Por Maria Eduarda
A psicologia, ao longo de sua história, é focada a partir de uma leitura teórica cisheteronormativa que, em transmissão da teoria para a clínica, produzem intervenções discriminatórias, estigmatizantes, violentas e patologizantes. A produção de saber da Psicologia, dentro das questões de corpos e sexualidades de gênero, corrobora, e ainda continua corroborando, com discursos religiosos, científicos e morais que constituem pensamentos e produções psicopatológicas de experiências como uma forma de controle e opressão sobre o outro, que se cristalizam em um sistema de sofrimento e se internalizam. Esta é uma estratégia do regime médico e farmacêutico que tentam manter esses sujeitos sempre em vulnerabilidade para produzir corpos doentes, anormais e criminosos, favorecendo procedimentos cirúrgicos, antidepressivos e hormônios.
Pensando na sociedade atual, nas potências que os movimentos sociais e corpos dissidentes estão ganhando nos discursos das mídias, política e nas escolas, é imprescindível enfatizar cada vez mais que a Psicologia tem o dever de acompanhar, produzir e atualizar pautas que comprometem as subjetividades e o bem-estar do sujeito contemporâneo. Entretanto, uma psicologia de perspectiva cisheteronormativa determina descrições universalizantes, cria-se apagamentos de subjetividades pois a lógica heterossexual como única forma de possibilidade exclui todas as outras formas de identidades enquanto fenômeno social, sofrendo procedimentos de exclusão e abjeção, marcando intimamente suas subjetividades, sobretudo no que se refere à percepção de si.
Este talvez seja o maior desafio dentre as estratégias: encontrar rompimento de padrões convencionais junto às grades curriculares da formação de psicólogos quanto ao pensar as subjetividades fora do padrão cisgênero, branco, masculinista e europeu da Psicologia. Existe a urgência de promover uma discussão sobre a prática limitada de gênero e sexualidade nas leituras da Psicologia e sua matriz curricular a fim de não se perpetuar a cisheteronormatividade e demais formas de violências em prol da neutralidade terapêutica; e, a partir disso, não tem como colocar toda a culpa nos conceitos de autores do século passado. As discussões e demandas se movem, e a Psicologia deve acompanhar isso.

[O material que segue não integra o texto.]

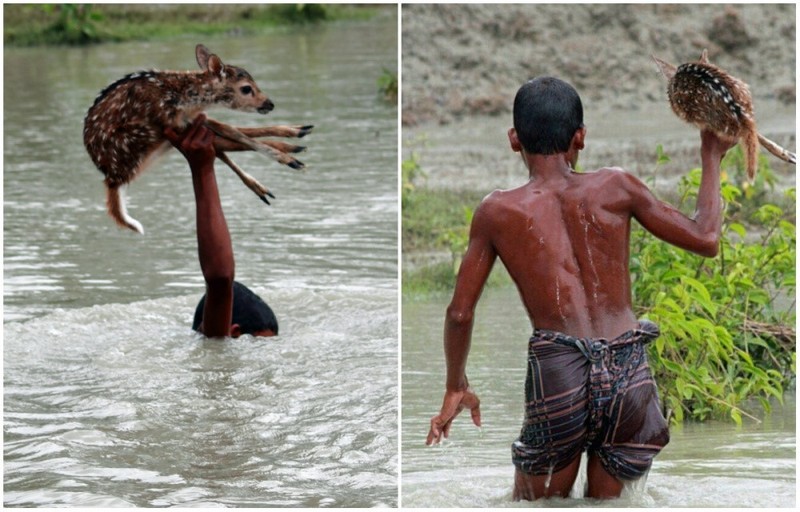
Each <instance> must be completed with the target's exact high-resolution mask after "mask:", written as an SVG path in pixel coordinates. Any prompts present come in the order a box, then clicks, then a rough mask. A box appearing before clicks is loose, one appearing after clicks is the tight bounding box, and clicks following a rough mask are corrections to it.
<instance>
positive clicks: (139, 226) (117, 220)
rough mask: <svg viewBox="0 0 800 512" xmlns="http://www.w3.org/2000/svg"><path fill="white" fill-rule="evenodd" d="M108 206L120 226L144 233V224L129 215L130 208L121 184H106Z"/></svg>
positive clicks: (106, 190) (110, 211)
mask: <svg viewBox="0 0 800 512" xmlns="http://www.w3.org/2000/svg"><path fill="white" fill-rule="evenodd" d="M106 206H107V207H108V214H109V215H110V216H111V218H112V219H114V221H115V222H116V223H117V224H119V226H120V227H123V228H128V229H130V230H133V231H136V232H137V233H139V234H140V235H143V234H144V228H143V227H142V224H141V223H140V222H139V221H138V220H136V219H134V218H133V217H131V216H130V215H128V210H126V209H125V198H124V196H123V195H122V191H121V190H120V186H119V185H116V186H111V185H108V184H106Z"/></svg>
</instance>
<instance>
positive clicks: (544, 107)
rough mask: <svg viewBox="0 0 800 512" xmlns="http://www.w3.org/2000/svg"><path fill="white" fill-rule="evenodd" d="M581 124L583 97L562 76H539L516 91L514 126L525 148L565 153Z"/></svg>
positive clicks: (529, 152) (514, 101) (520, 143)
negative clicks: (565, 80)
mask: <svg viewBox="0 0 800 512" xmlns="http://www.w3.org/2000/svg"><path fill="white" fill-rule="evenodd" d="M581 127H583V104H582V103H581V98H580V96H578V92H577V91H576V90H575V89H574V88H573V87H572V86H571V85H569V84H568V83H566V82H564V81H563V80H559V79H558V78H553V77H549V76H543V77H538V78H534V79H533V80H531V81H530V82H527V83H526V84H524V85H523V86H522V87H520V88H519V91H517V96H516V98H514V129H515V130H516V132H517V137H518V138H519V142H520V144H521V145H522V147H523V148H524V149H525V151H526V152H528V153H530V154H540V155H553V154H556V153H566V152H567V150H569V148H570V143H571V142H572V137H573V136H574V135H575V132H576V131H578V130H579V129H580V128H581Z"/></svg>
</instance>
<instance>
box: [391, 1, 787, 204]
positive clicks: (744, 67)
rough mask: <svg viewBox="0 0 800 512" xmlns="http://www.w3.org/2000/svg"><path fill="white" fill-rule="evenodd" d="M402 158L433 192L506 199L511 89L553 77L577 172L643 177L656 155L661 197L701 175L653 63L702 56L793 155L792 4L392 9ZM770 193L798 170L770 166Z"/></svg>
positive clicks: (513, 160)
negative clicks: (580, 166) (678, 180)
mask: <svg viewBox="0 0 800 512" xmlns="http://www.w3.org/2000/svg"><path fill="white" fill-rule="evenodd" d="M402 36H403V70H402V73H403V74H402V83H403V102H402V120H403V154H404V157H407V156H408V155H409V154H410V152H411V151H414V152H415V153H416V155H417V158H418V160H419V162H420V164H421V165H422V167H423V169H424V170H425V173H426V178H425V183H424V184H425V185H427V186H431V187H449V188H470V189H475V188H477V189H487V192H488V191H490V190H492V189H494V188H505V187H509V186H515V185H516V184H519V183H520V182H521V180H524V179H525V177H526V175H525V170H524V168H522V166H521V164H520V162H519V160H518V158H517V157H516V155H514V154H513V153H511V152H510V151H509V150H508V143H507V139H506V130H507V129H508V128H509V127H510V126H511V104H512V102H513V96H514V94H515V92H516V90H517V88H518V87H519V85H520V84H521V83H523V82H524V81H526V80H527V79H529V78H531V77H533V76H537V75H541V74H550V75H555V76H559V77H561V78H563V79H565V80H567V81H569V82H570V83H572V84H573V85H574V86H575V87H576V88H577V89H578V91H579V92H580V93H581V95H582V98H583V101H584V109H585V121H586V125H587V127H588V130H589V135H588V140H587V148H586V150H585V151H584V152H583V153H582V157H581V165H582V167H583V168H584V169H594V168H597V167H602V166H620V167H623V168H625V169H626V170H629V171H630V172H633V173H636V174H637V175H639V176H642V177H648V176H651V175H652V174H653V171H654V168H655V148H656V146H657V145H658V144H661V145H663V147H664V149H665V151H666V153H667V154H668V155H669V156H670V157H671V162H670V163H669V164H667V165H665V166H662V167H659V169H658V170H657V173H658V175H657V177H656V178H655V185H656V187H657V188H664V189H669V188H672V187H674V184H675V181H676V179H677V178H679V177H680V176H681V175H683V174H684V173H685V172H686V171H687V170H688V169H690V168H692V167H696V166H697V165H699V136H698V134H697V130H696V129H694V128H693V127H691V126H689V125H686V124H683V123H682V122H681V121H679V120H678V119H677V118H676V117H675V116H674V114H672V112H671V110H670V109H669V106H668V105H667V103H666V93H665V90H664V88H665V83H664V81H663V79H662V78H661V76H660V75H659V74H658V73H657V70H656V67H655V65H654V64H653V61H652V60H651V58H650V55H651V54H655V55H658V56H659V57H661V58H663V59H665V60H668V61H671V62H675V63H680V62H685V61H688V60H695V59H697V58H698V57H699V55H700V53H701V52H702V50H703V49H704V48H707V49H708V51H709V55H710V58H711V60H712V61H713V62H715V63H716V64H718V65H720V66H722V67H723V68H725V69H728V70H729V71H730V72H732V73H733V74H735V75H737V76H739V77H741V78H743V79H745V80H746V81H747V82H748V83H749V84H750V87H751V90H752V91H753V97H754V103H755V108H756V116H757V119H758V123H759V130H760V131H761V132H762V133H763V134H764V135H766V136H767V137H770V138H773V140H776V141H777V142H779V143H780V144H782V145H785V146H786V147H788V148H790V149H792V150H794V149H795V141H796V136H795V132H796V128H795V126H796V116H795V89H796V77H795V62H796V60H795V59H796V55H795V6H794V5H775V4H771V5H736V6H728V7H726V6H721V5H630V6H614V5H590V6H587V5H507V4H506V5H496V4H495V5H461V6H452V5H407V6H404V8H403V30H402ZM769 158H770V162H771V163H772V164H773V169H774V171H775V174H776V177H777V180H778V183H779V185H778V188H780V189H783V188H785V187H788V186H793V185H794V182H795V168H794V166H789V165H787V164H784V163H783V162H781V161H779V160H777V159H775V158H773V157H771V156H770V157H769Z"/></svg>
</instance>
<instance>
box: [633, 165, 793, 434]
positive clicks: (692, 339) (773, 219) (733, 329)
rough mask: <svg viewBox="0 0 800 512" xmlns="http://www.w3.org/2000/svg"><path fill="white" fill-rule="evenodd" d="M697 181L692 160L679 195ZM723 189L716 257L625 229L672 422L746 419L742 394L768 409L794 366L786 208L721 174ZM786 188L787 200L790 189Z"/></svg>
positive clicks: (656, 361) (684, 199) (653, 355)
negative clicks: (687, 173) (759, 200)
mask: <svg viewBox="0 0 800 512" xmlns="http://www.w3.org/2000/svg"><path fill="white" fill-rule="evenodd" d="M734 165H736V166H737V167H738V164H736V162H735V161H734ZM729 175H730V174H729ZM766 177H769V175H767V176H766ZM699 182H700V169H694V170H693V171H691V172H690V173H689V175H688V176H686V177H684V178H683V179H682V181H681V186H680V192H681V195H682V197H683V199H684V200H685V199H689V198H691V197H696V191H697V189H698V187H699ZM722 196H723V199H724V201H725V203H726V205H727V207H726V221H725V223H724V225H723V228H722V237H721V241H720V254H719V256H718V257H716V258H713V259H708V258H702V257H700V256H696V255H693V254H691V253H688V252H686V251H682V250H680V249H677V248H675V247H673V246H670V245H668V244H666V243H663V242H660V241H657V240H653V238H652V236H650V235H649V234H647V233H646V232H645V231H644V230H643V229H641V228H638V229H635V230H634V232H633V234H632V249H631V254H632V258H631V274H632V278H633V293H634V296H635V299H634V302H635V303H636V304H639V305H646V306H641V309H640V310H639V311H638V313H639V314H641V315H643V316H647V317H649V318H650V319H651V320H653V321H655V322H656V323H658V324H659V325H660V327H661V332H662V334H661V336H660V337H659V338H658V339H657V340H656V341H655V342H654V344H653V346H652V347H650V356H651V365H652V367H653V370H654V372H655V374H656V381H657V382H658V383H659V387H660V390H661V393H662V397H663V399H664V402H665V406H666V408H667V411H668V413H669V414H670V415H671V417H672V420H673V421H674V422H680V421H682V420H683V419H685V418H690V419H696V420H704V419H707V418H709V417H721V416H729V417H730V418H732V419H733V420H734V421H735V422H737V423H741V421H742V416H748V417H750V418H753V419H754V417H753V416H752V415H751V414H749V413H748V412H747V411H746V410H745V408H744V407H743V403H744V402H746V401H747V400H748V399H751V398H755V399H757V400H758V401H759V402H760V403H761V405H762V407H763V408H764V409H765V410H767V411H768V410H770V407H771V403H770V399H771V398H772V399H775V400H777V401H779V402H781V401H782V399H783V398H782V397H783V390H784V387H785V386H786V385H787V384H789V383H790V382H791V380H792V379H793V378H794V375H795V366H794V365H795V355H794V345H795V332H794V329H793V326H794V324H795V312H794V296H795V259H796V250H795V225H794V221H793V218H794V214H793V212H786V211H784V210H783V209H782V208H780V207H778V206H776V205H774V204H770V203H765V204H761V205H760V206H754V205H753V204H752V201H750V199H751V198H753V197H763V196H761V195H758V196H755V195H752V194H751V195H750V196H749V197H748V193H747V187H745V186H743V185H737V184H734V183H731V182H730V181H729V179H728V178H725V177H723V183H722ZM786 196H787V198H788V199H789V200H790V201H791V203H792V204H793V203H794V199H795V189H794V188H791V189H789V190H787V191H786ZM748 201H749V202H750V203H751V204H750V205H749V206H745V205H743V203H747V202H748ZM748 212H751V213H748Z"/></svg>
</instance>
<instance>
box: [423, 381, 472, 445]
mask: <svg viewBox="0 0 800 512" xmlns="http://www.w3.org/2000/svg"><path fill="white" fill-rule="evenodd" d="M480 407H481V400H480V398H478V395H476V394H475V393H474V392H473V391H472V388H467V389H465V390H462V391H447V392H445V394H444V403H443V404H442V410H441V412H439V414H438V415H436V416H434V417H433V418H431V429H430V431H429V432H428V439H427V440H426V441H425V444H427V445H431V444H437V443H438V442H439V441H441V440H442V436H444V437H448V436H449V435H450V425H452V424H453V420H454V419H455V417H456V416H458V414H459V413H460V412H461V411H463V410H464V409H469V411H470V414H471V415H472V422H473V423H474V424H475V426H476V427H480V426H481V409H480Z"/></svg>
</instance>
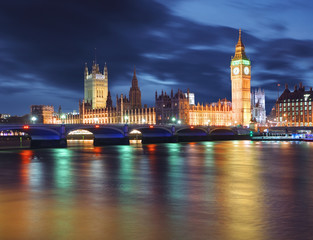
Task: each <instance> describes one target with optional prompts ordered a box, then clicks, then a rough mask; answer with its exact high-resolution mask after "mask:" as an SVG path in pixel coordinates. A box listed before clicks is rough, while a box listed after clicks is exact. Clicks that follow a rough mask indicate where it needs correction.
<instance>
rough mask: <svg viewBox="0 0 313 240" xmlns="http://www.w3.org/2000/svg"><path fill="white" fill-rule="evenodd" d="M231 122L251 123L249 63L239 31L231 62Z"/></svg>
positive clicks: (250, 65)
mask: <svg viewBox="0 0 313 240" xmlns="http://www.w3.org/2000/svg"><path fill="white" fill-rule="evenodd" d="M230 68H231V85H232V109H233V122H234V123H235V124H240V125H243V126H248V125H249V123H250V122H251V95H250V92H251V85H250V81H251V62H250V60H249V59H248V57H247V56H246V53H245V46H244V45H243V43H242V41H241V30H239V39H238V43H237V45H236V51H235V56H234V57H233V58H232V60H231V64H230Z"/></svg>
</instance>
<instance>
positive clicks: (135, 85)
mask: <svg viewBox="0 0 313 240" xmlns="http://www.w3.org/2000/svg"><path fill="white" fill-rule="evenodd" d="M129 101H130V108H131V109H135V108H141V91H140V89H139V87H138V80H137V77H136V67H135V68H134V76H133V80H132V86H131V88H130V90H129Z"/></svg>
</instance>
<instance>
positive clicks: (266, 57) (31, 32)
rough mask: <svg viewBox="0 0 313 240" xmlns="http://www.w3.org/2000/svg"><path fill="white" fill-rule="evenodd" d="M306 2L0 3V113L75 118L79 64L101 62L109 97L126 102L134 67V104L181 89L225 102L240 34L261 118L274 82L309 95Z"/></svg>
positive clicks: (208, 97)
mask: <svg viewBox="0 0 313 240" xmlns="http://www.w3.org/2000/svg"><path fill="white" fill-rule="evenodd" d="M312 9H313V2H312V1H296V0H289V1H288V0H287V1H286V0H284V1H283V0H270V1H269V0H264V1H259V0H258V1H255V0H253V1H229V0H219V1H207V0H198V1H190V0H171V1H167V0H155V1H153V0H149V1H147V0H114V1H93V0H89V1H82V0H75V1H74V0H66V1H57V0H56V1H42V0H38V1H35V0H28V1H18V0H16V1H1V3H0V96H1V101H0V113H9V114H12V115H15V114H17V115H23V114H26V113H29V112H30V105H32V104H46V105H54V106H55V110H57V108H58V106H59V105H61V106H62V109H63V111H64V112H68V111H73V110H74V109H76V110H77V109H78V101H79V99H82V98H83V92H84V89H83V87H84V78H83V76H84V75H83V74H84V65H85V62H87V64H88V66H89V67H91V64H92V61H93V60H94V58H95V50H94V49H95V48H96V49H97V50H96V55H97V57H96V58H97V63H99V64H100V69H103V66H104V63H105V62H106V63H107V66H108V71H109V89H110V91H111V95H112V96H113V102H114V104H115V96H116V94H119V95H120V94H121V93H123V94H127V96H128V92H129V88H130V85H131V79H132V74H133V69H134V65H136V72H137V78H138V81H139V86H140V88H141V92H142V103H143V104H144V103H146V104H148V106H153V105H154V94H155V90H157V91H158V92H161V90H162V89H163V90H164V91H167V92H170V90H171V89H172V88H173V89H174V90H177V89H178V88H179V89H182V90H184V91H186V89H187V88H189V89H190V91H191V92H194V93H195V97H196V102H198V101H199V102H200V103H209V102H213V101H217V100H218V99H219V98H225V97H226V98H227V99H229V100H231V82H230V67H229V66H230V60H231V56H233V55H234V52H235V45H236V43H237V40H238V29H239V28H241V29H242V31H243V33H242V38H243V43H244V44H245V46H246V54H247V56H248V57H249V58H250V60H251V63H252V78H251V85H252V88H259V87H260V88H262V89H265V94H266V108H267V111H268V112H267V114H269V110H270V108H271V107H272V106H273V104H274V102H275V99H276V98H277V83H280V84H281V87H280V92H282V90H283V88H284V85H285V83H288V85H289V88H290V89H293V88H294V85H295V84H298V83H299V82H300V81H302V82H303V84H304V85H305V86H307V87H310V86H313V27H312V22H313V14H312Z"/></svg>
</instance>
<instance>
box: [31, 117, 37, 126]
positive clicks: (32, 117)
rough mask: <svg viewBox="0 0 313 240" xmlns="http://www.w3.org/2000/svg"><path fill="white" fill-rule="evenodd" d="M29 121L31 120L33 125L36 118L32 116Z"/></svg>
mask: <svg viewBox="0 0 313 240" xmlns="http://www.w3.org/2000/svg"><path fill="white" fill-rule="evenodd" d="M31 120H32V122H33V124H35V122H36V121H37V118H36V117H35V116H32V118H31Z"/></svg>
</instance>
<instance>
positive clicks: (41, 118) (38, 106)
mask: <svg viewBox="0 0 313 240" xmlns="http://www.w3.org/2000/svg"><path fill="white" fill-rule="evenodd" d="M30 108H31V111H30V114H31V117H36V120H35V121H34V123H43V124H53V123H54V121H53V114H54V107H53V106H48V105H32V106H31V107H30Z"/></svg>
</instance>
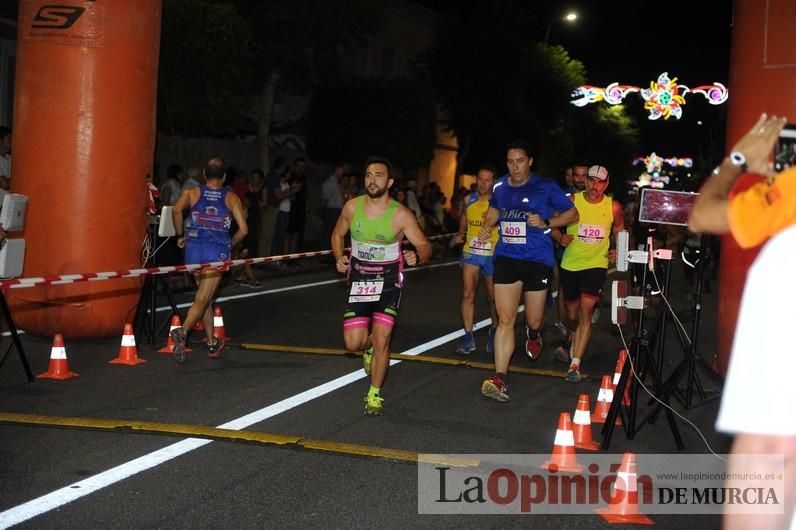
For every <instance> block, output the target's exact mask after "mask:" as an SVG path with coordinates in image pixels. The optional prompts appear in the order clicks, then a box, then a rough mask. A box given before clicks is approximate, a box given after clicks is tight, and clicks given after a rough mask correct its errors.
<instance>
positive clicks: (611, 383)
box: [611, 348, 633, 407]
mask: <svg viewBox="0 0 796 530" xmlns="http://www.w3.org/2000/svg"><path fill="white" fill-rule="evenodd" d="M626 360H627V350H626V349H624V348H622V349H621V350H619V357H617V358H616V368H615V369H614V380H613V382H612V383H611V390H613V391H614V392H616V385H618V384H619V379H620V378H621V377H622V370H623V369H624V367H625V361H626ZM632 381H633V378H632V375H631V377H629V378H628V380H627V384H626V385H625V393H624V395H623V396H622V405H624V406H626V407H629V406H630V383H631V382H632Z"/></svg>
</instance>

Se o currículo acadêmico não favorece esses debates, cabe aos novos psicólogos (as/es) o compromisso de introduzirem e produzirem a abertura de pesquisas sobre essa temática nos espaços de discussões. Cabe aos novos psicólogos (as/es) utilizar seus corpos, vivências e angústias como metodologia central para sua pesquisa, uma vez que suas localizações os fazem sentir falta de maiores representações nas mídias, nas pesquisas e instituições de ensino. Elaborando, então, suas próprias epistemologias e acessos que falam sobre si e de toda uma comunidade para que suas subjetividades sejam reconhecidas socialmente.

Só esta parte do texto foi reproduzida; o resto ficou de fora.